Art Blakey was born at 28 Chauncey Street in the Hill District in 1919. He received some piano lessons at school and by the seventh grade was playing music full-time and had his own band. Shortly afterwards he switched to drums and taught himself how to play in the thumping swing style of Chick Webb and Sid Catlett. In other words, he pounded on those kits.

Along with Kenny Clarke (also a 'Burgher) and Max Roach, he became one of the founding fathers of modern drumming. His trademark on the skins was the clash of the hi-hat on every second and fourth beat. Instead of keeping beat with the bass drum, he freed it to become part of the rhythm. Blakey popularized the driving hard-bop style used by many of today's drummers.

By the 1940s, Blakey was a member of jazz bands led by Mary Lou Williams, Fletcher Henderson, and Billy Eckstine. Williams and Eckstine were from East Liberty. Nothin' like keeping it in the 'hood, hey?

Blakey was also a session man for players like Miles Davis, Bud Powell and Thelonious Monk by the late forties and early fifties. He played on Monk's first recording session for Blue Note Records (in 1947), his last one (in 1971), and a whole lot of them in between.

Blakey said of his mentor: "He [Monk] was responsible for me when I moved from Pittsburgh to New York. He used to take me and Bud Powell around to all the clubs to play. If the musicians didn't want us to sit in, he'd run them off the stage, sit down, and play with me. At that time jobs were so few, and musicians had cliques. Times were tight, things were changing, but Monk was just outstanding in himself. He's a great person."

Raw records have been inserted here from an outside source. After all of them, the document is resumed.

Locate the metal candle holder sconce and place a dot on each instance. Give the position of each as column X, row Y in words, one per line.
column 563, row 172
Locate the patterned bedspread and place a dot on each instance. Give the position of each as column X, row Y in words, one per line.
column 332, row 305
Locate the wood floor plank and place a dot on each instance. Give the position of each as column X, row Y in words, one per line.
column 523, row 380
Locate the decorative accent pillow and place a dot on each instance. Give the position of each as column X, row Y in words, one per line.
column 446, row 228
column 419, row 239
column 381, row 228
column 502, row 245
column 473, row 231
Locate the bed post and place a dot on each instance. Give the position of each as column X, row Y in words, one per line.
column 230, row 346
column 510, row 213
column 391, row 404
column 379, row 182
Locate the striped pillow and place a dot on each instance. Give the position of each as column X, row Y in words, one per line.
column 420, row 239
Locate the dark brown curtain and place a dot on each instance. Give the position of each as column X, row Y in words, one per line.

He converted to Islam during a visit to West Africa in the late 1940s and took the name Abdullah Ibn Buhaina (which earned him the nickname "Bu".) The African visit is often debated as he was never gone from America long enough for the year-long journey he said he made. Some suspect the trip never took place except in his mind. It's a tempest in a teapot if you ask me. You don't have to physically return to your roots to actually find your roots, right?

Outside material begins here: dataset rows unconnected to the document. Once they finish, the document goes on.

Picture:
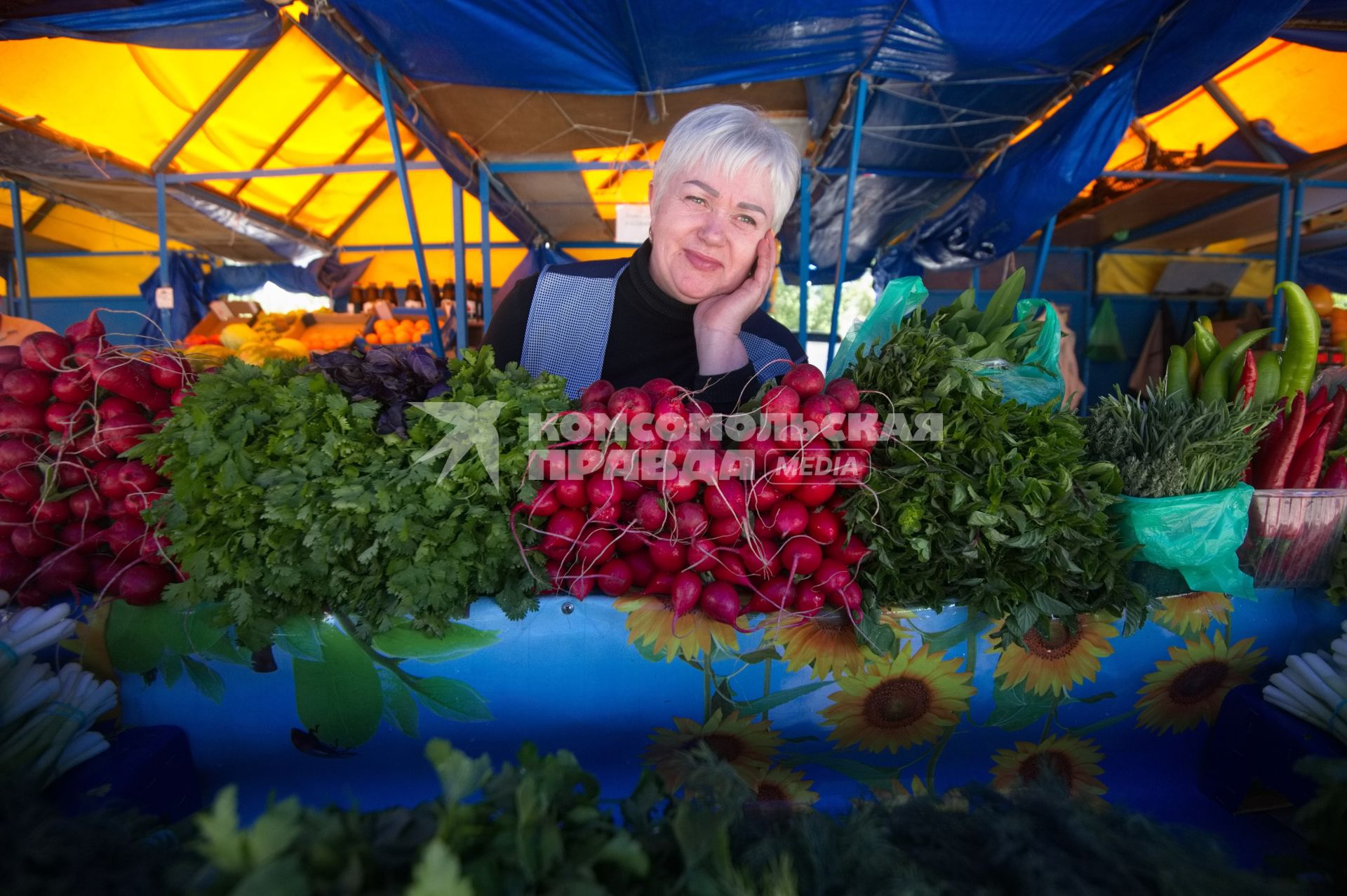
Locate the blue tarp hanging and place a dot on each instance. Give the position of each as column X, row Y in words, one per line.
column 189, row 294
column 1332, row 14
column 1043, row 173
column 322, row 276
column 178, row 25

Then he started one of the seminal bands of bop, The Jazz Messengers. For more than 30 years his group featured young musicians who went on to become huge names in jazz. The band's legacy is more than just the great music it produced. It's also remembered for being a proving ground for several generations of jazz musicians. Blakey and Miles Davis were famous for giving the young guns a place to learn their licks.

Over the years the Jazz Messengers served as a springboard for young jazz lions such as Donald Byrd, Johnny Griffin, Benny Golson, Lee Morgan, Wayne Shorter, Freddie Hubbard, Chuck Mangione, Woody Shaw, Cedar Walton, and Joanne Brackeen.

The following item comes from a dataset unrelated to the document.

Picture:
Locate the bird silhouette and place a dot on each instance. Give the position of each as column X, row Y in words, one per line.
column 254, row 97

Blakey went on to record dozens of albums with a constantly shifting group of Jazz Messengers. He always stood behind his kids, whichever ones they happened to be at the time. Blakey said "I'm gonna stay with the youngsters. When these get too old I'll get some younger ones. Keeps the mind active."

Up to the 1960s Blakey also recorded as a sideman with many other musicians: Jimmy Smith, Herbie Nichols, Cannonball Adderley, Miles Davis, Grant Green, and Jazz Messenger alumni Lee Morgan and Hank Mobley, among others. From the mid-1960s on, he mostly concentrated on the band.

After barely weathering the fusion era in the 1970s, Blakey's band got a shot in the arm in the early 1980s with the return of more traditional jazz. Wynton Marsalis was the band's trumpeter and musical director during that period.

Blakey continued performing and touring with the group into the late 1980s. He died in 1990 in New York City, leaving behind a legacy that's still the model for countless hard-bop players.

He piled up a mountain of honors: Newport Jazz Festival Hall of Fame, Downbeat Jazz Hall of Fame, Reader's Choice Award, Smithsonian Performing Arts Certificate of Appreciation, Jazz Hall of Fame, Grammy Award Best Jazz Instrumental Performance for the album "New York Scene," Jazznote Award, Doctorate of Music from Berklee College of Music, Martin Luther King Humanitarian Award, Grammy Hall of Fame Induction for the album "Moanin'," Pittsburgh Jazz Festival Award, Grammy Lifetime Achievement Award (awarded posthumously) and had the Blakey Program Center in Wylie Avenue's Hill House named for him.

Not to mention a discography of pile drivin' music and a generation of jazz players that he raised. Blakey took good care of his drumming and of his young lions, too. He'll be long remembered for both.